BUFFALO, N.Y. (AP) -- The Bills are beginning their search for a new stadium in an attempt to secure their long-term future in Buffalo.
The team appointed seven people to ''A New Stadium Working Group,'' with club President Russ Brandon and Sen. Charles Schumer among them. The move comes two days after the death of the franchise's 95-year-old owner Ralph Wilson.
''There is no better way to honor Ralph Wilson's legacy than keeping the Bills right where they belong: in western New York,'' Schumer said in a statement. ''I am certain Ralph would want all of us to do everything we can to keep his dear Bills in Buffalo.''
The Bills also announced private funeral services for Wilson will be held in his hometown of Detroit on Saturday. A public remembrance will be held at a date yet to be determined.
The other five appointees are: local developer Louis Ciminelli; Buffalo-based new Era Cap Co. CEO Christopher Koch; Jordan Levy, managing partner of SoftBank Capital; Bills chief financial officer Jeffrey Littman; and Mary Owen, a Bills vice president and Wilson's niece.
Brandon said the appointees are ''passionate'' about the team and recognize its importance ''economically and socially to the western New York community.''
The seven become the final additions to what will be a 19-member group made up of private and public leaders from across the region.
Gov. Andrew Cuomo appointed five members to the group last month. Erie County Executive Mark Poloncarz named seven appointees three weeks ago.
The stadium group was a requirement of the 10-year lease the Bills negotiated with the state and county in December 2012.
The $271 million lease included the commitment of $130 million in public and private funds for upgrades at Ralph Wilson Stadium, which opened in 1973. The deal also set aside money to fund a potential new stadium or future renovations at the team's current home.
The Bills are entering their 55th year since being among founding teams of the American Football League.
Wilson's death has brought questions because the Pro Football Hall of Fame member failed to provide a clear succession plan. The Bills are expected to be operated out of a trust and then sold, raising the possibility a new owner could relocate the team.
The Bills are essentially locked into playing at Ralph Wilson Stadium through 2019. The lease features a $400 million penalty the Bills would have to pay in the event a court ruled in favor of the team breaking its lease. In 2020, the Bills have a one-time opportunity to opt out of the lease for about $28 million.
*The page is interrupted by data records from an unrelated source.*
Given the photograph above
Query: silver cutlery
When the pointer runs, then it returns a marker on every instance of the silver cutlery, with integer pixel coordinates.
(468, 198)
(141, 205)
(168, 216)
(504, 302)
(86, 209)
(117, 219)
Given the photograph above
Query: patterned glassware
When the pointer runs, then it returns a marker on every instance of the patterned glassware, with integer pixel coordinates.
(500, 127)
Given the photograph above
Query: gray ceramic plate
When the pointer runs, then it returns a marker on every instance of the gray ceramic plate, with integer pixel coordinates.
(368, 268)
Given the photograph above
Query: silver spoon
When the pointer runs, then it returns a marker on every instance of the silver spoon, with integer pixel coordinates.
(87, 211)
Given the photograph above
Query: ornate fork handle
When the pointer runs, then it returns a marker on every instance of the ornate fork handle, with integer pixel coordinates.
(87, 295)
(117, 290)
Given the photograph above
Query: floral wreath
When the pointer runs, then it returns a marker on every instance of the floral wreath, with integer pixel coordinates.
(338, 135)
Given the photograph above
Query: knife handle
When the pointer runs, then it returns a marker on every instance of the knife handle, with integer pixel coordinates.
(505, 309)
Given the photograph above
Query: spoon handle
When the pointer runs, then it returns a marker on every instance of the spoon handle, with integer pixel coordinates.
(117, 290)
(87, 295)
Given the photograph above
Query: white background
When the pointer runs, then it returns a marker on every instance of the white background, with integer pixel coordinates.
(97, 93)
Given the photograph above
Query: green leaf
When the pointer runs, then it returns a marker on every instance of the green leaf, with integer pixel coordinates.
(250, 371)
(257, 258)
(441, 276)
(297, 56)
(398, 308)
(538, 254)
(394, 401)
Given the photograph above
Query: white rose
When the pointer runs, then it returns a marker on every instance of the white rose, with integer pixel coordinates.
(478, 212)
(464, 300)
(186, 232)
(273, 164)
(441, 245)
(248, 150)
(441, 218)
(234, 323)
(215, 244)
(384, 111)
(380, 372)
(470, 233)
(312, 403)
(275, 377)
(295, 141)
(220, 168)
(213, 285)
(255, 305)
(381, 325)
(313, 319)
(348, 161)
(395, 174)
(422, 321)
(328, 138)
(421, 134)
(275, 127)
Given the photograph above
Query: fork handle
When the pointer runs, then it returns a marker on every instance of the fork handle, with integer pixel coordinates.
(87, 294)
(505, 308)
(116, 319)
Several local groups have already been formed with an eye on keeping the franchise in Buffalo.
Two years ago, Nicholas Stracick established the Greater Buffalo Sports and Entertainment Complex. The group is proposing to use private and public funds to build a $1.4 billion waterfront sports and entertainment facility that would include a 70,000-plus-seat, retractable-roofed stadium to one day serve as the Bills' new home.
The group's proposal has the backing of Buffalo's city council, but has not been recognized by the Bills.
Earlier this year, longtime Bills season-ticket holder Matt Sabuda, helped found the Buffalo Fan Alliance. The group is proposing to seek donations from Bills fans to raise $200 million. The funds would be made available to the next owner in the form of an interest-free loan to help offset purchase or capital costs.